Interestingly, clusterin taken up by the RPE cells to protect from oxidative stress-induced apoptosis showed no influence to cell viability and morphology of human RPE cells up to 20 μg/mL, equivalent to 20 times the effective therapeutic dose in other retinal cells ^11,12 and in ARPE-19 cells. Therefore, considering the absence of clusterin-induced retinal and systemic toxicity in the mice, ^11,12 clusterin could be safely applied to the in vivo model without toxicity. 

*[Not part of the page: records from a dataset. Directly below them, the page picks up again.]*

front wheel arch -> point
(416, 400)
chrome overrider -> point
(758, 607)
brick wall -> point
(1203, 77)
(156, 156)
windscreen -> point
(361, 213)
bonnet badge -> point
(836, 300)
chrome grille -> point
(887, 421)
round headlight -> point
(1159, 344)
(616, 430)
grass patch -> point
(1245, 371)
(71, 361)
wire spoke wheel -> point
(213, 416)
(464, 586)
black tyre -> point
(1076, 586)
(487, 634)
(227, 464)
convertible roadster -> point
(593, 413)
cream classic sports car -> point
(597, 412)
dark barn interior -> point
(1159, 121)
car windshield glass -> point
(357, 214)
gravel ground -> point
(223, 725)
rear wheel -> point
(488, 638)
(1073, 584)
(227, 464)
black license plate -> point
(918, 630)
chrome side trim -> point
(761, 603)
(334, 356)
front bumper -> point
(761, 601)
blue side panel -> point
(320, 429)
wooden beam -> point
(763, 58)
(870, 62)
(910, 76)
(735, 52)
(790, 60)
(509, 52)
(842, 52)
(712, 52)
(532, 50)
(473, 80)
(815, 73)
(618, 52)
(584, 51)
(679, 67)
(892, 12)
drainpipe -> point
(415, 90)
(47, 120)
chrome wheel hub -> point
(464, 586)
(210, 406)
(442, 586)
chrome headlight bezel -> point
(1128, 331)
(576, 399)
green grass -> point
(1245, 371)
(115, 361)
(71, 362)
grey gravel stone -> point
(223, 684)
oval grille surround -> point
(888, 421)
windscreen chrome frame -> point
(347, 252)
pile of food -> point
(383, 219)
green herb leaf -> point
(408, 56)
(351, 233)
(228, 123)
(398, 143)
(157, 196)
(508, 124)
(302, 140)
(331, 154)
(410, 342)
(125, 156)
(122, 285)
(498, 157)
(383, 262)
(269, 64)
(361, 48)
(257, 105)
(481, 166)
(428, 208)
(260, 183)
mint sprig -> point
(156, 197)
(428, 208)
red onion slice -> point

In summary, clusterin protects human RPE cells from H₂O₂-induced cell death, which is closely related to the inhibition of H₂O₂-induced ROS generation and to the suppression of caspase-3 activity. This survival effect of clusterin was regulated through the transduction mechanism involving the PI3K/Akt pathway, though the details require further investigation. Moreover, clusterin never demonstrated cytotoxicity to human RPE cells 20-fold over the effective therapeutic concentration. Based on this available evidence, we suggest that clusterin may protect human RPE cells from oxidative stress-induced cell death. Therefore, clusterin may play a special role in responding to the local redox environment of human RPE cells and may be considered as a therapeutic approach to AMD.